Exhibitions

In conjunction with the symposium, a site visit to MIT’s Institute Archives will provide a window into the history of print, while an exhibition of artists’ books at Rotch Library will showcase contemporary bookworks.

BOOKISH: Artist Books from the Collection of the Rotch Library of Architecture and Planning, 1960-Present
Rotch Library of Architecture and Planning (Building 7-238)

Executed in conjunction with the symposium “Unbound: Speculations on the Future of the Book,” BOOKISH explores the means and methods through which artist books challenge the book as traditionally conceived. By their selective, intentional performance and denial of normative aspects of book design – durability, flatness, narrative structure, boundedness, order, and pagination – these limited-edition, artist-conceived objects negate such norms while sustaining their worth and continuing relevance. At once a study in objectified interpellation and post-structuralist anti-essentialism, these 20 items selected from the collection of the Rotch Library Limited Access Collection push the limits of book form during a time when the viability of the book has come to seem increasingly untenable.

Open House in the Institute Archives and Special Collections, & the Libraries’ Conservation Lab (Friday, May 4, 2012, 10:00-11:30 a.m.)
Institute Archives and Special Collections (Building 14N-118)

Executed in conjunction with the symposium “Unbound: Speculations on the Future of the Book,” this Open House in MIT’s Institute Archives and Special Collections, and in the Wunsch Conservation Lab, will provide an opportunity to see and sense a rare collection of treasures representing shifting trends in the history of the book. Highlights will include a hand-illuminated Book of Hours, a printed and rubricated leaf from the Gutenberg Bible, a complete volume of the Nuremberg Chronicle (with its title on the fore-edge rather than spine), to volumes from Diderot’s famed Encyclopedia and a first edition of Walt Whitman’s Leaves of Grass, and much more. Some of the items to be displayed are featured here. The Conservation Lab also will be open to visitors.

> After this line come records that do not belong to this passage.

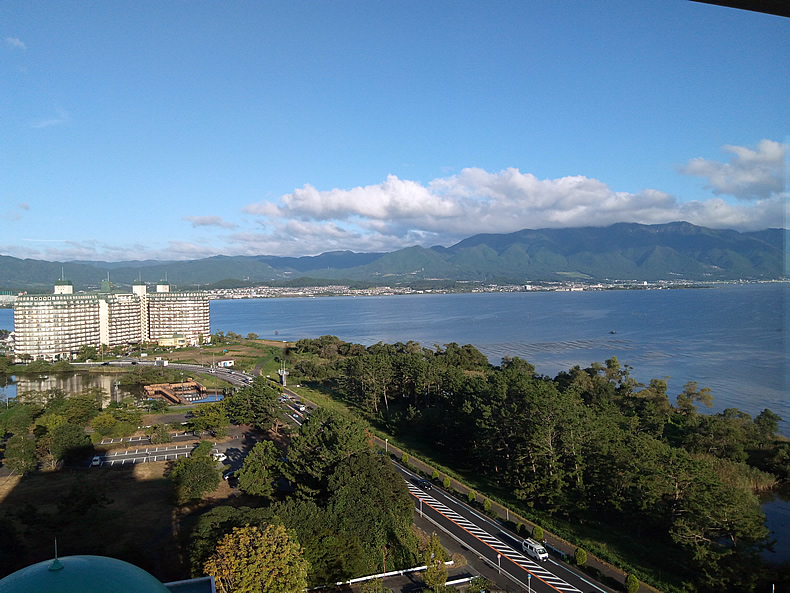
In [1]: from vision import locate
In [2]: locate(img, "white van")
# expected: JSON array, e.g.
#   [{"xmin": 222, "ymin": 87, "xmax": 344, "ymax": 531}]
[{"xmin": 521, "ymin": 538, "xmax": 549, "ymax": 560}]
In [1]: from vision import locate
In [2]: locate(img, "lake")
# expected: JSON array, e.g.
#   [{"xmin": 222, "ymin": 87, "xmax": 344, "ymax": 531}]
[
  {"xmin": 211, "ymin": 283, "xmax": 790, "ymax": 436},
  {"xmin": 0, "ymin": 283, "xmax": 790, "ymax": 436}
]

Details on the organizers of these events can be found below.

Samuel Ray Jacobson
(MIT SMArchS ’13)
Samuel Ray Jacobson studies the politics of representation in twentieth century art and architectural historiography. Other exhibitions and installations he has designed include Cocktail Culture: Ritual and Invention in American Fashion, 1920-1980 (RISD Museum, 2011), POLICY (Architecture Center Houston, 2010), and ShowOff (Poissant Gallery, 2010). He graduated with a BA in Architecture from Rice University in 2010.

 

 

 

Patrick Olson
Patrick Olson is a Vail Cataloging Librarian at MIT, where he works as part of a small team enhancing access to one of the Institute’s premier collections of rare books. He has taught for the Midwest Book and Manuscript Studies Program at the University of Illinois, spent several years in the rare book trade before becoming a librarian, and enjoys little more than sharing rare materials with others.

 

 

 

Stephen Skuce
(MIT, Institute Archives and Special Collections)
Stephen Skuce is the Program Manager for Rare Books at MIT. He’s been involved in the development of standards for the description of rare printed materials since taking part in the DCRM Invitational Working Conference, sponsored by Yale University’s Beinecke Library in 2003. He was an editor of Descriptive Cataloging of Rare Materials (Serials), published by the Library of Congress in 2008. At MIT, he oversees the Libraries’ rare book collections, which comprise 40,000 volumes spanning the 15th through the 20th centuries.